Correction: An earlier version of this story inaccurately reported the name of the Office of Professional Responsibility. The article also incorrectly identified Michael Yaki as a member of the U.S. Commission on Civil Rights. He is a former member whose reappointment is awaiting congressional approval. This version has been corrected.

The Justice Department’s Office of Professional Responsibility (OPR) has concluded an investigation finding that politics played no role in the handling of the New Black Panther Party case, which sparked a racially charged political fight.

After reviewing thousands of pages of internal e-mails and notes and conducting 44 interviews with department staff members, the OPR reported that “department attorneys did not commit professional misconduct or exercise poor judgment” and that the voter-intimidation case against the Panthers was dismissed on “a good faith assessment of the law” and “not influenced by the race of the defendants.”

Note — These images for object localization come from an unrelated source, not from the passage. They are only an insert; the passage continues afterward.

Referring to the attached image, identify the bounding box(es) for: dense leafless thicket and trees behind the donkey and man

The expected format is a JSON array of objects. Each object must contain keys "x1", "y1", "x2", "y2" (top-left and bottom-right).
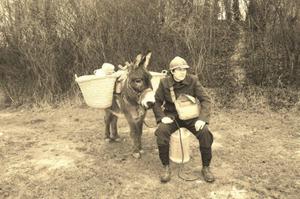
[{"x1": 0, "y1": 0, "x2": 300, "y2": 109}]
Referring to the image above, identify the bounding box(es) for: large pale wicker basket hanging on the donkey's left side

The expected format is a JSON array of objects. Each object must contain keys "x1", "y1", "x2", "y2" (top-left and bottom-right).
[{"x1": 75, "y1": 75, "x2": 117, "y2": 109}]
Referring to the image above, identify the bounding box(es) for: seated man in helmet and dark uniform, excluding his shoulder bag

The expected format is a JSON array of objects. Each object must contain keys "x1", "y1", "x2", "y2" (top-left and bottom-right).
[{"x1": 153, "y1": 57, "x2": 214, "y2": 183}]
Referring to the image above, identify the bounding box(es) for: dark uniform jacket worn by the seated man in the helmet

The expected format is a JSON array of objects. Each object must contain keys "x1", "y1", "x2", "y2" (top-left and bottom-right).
[{"x1": 153, "y1": 74, "x2": 211, "y2": 123}]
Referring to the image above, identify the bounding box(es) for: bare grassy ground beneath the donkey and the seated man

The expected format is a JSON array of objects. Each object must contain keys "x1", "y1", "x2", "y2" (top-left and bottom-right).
[{"x1": 0, "y1": 106, "x2": 300, "y2": 199}]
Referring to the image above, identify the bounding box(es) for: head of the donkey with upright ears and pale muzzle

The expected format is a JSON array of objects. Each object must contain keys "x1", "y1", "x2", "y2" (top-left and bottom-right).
[{"x1": 121, "y1": 52, "x2": 155, "y2": 108}]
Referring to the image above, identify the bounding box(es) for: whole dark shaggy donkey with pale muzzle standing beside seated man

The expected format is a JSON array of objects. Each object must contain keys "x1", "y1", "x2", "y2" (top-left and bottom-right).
[{"x1": 104, "y1": 52, "x2": 155, "y2": 158}]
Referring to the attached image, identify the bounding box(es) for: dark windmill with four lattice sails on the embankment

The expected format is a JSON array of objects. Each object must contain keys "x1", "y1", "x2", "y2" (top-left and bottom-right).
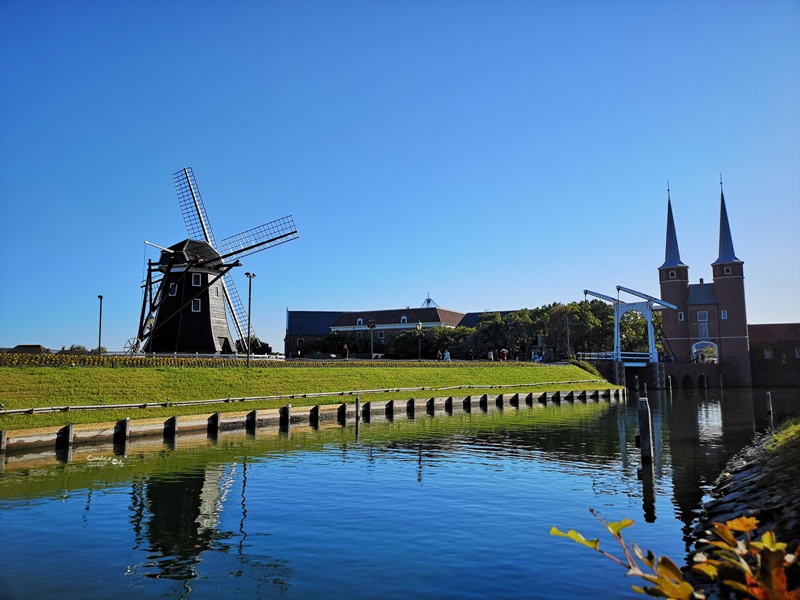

The OPR’s findings were released in a letter Tuesday to Rep. Lamar Smith (R-Tex.) that was signed by department attorney Robin Ashton.

The probe was an outgrowth of a political controversy over a 2008 voter-intimidation case against members of the New Black Panther Party. Some conservative lawyers, politicians and commentators have said that the Justice Department’s Civil Rights Division improperly narrowed that case — part of broader allegations among conservatives that the Obama Justice Department has failed to protect the civil rights of white voters. Attorney General Eric H. Holder Jr. and other Justice officials have strongly denied the charge.

In a statement, Smith, who chairs the House Judiciary Committee and is expected to hold hearings on whether the department is politicized, said the review — which was limited to the actions of attorneys in the case — “did not address the Civil Rights Division’s misguided policy of using racial considerations when determining whether to enforce voting rights laws. The Division should protect the voting rights of all Americans, regardless of race, gender, religion or political affiliation.”

Michael Yaki, a former liberal member of the U.S. Commission on Civil Rights whose reappointment is awaiting congressional approval, disagreed. The department was “vindicated” by the report, he said. “There was no evidence of racial bias in the decision making of the Justice Department under Attorney General Holder.”

An investigation by Justice’s inspector general is ongoing.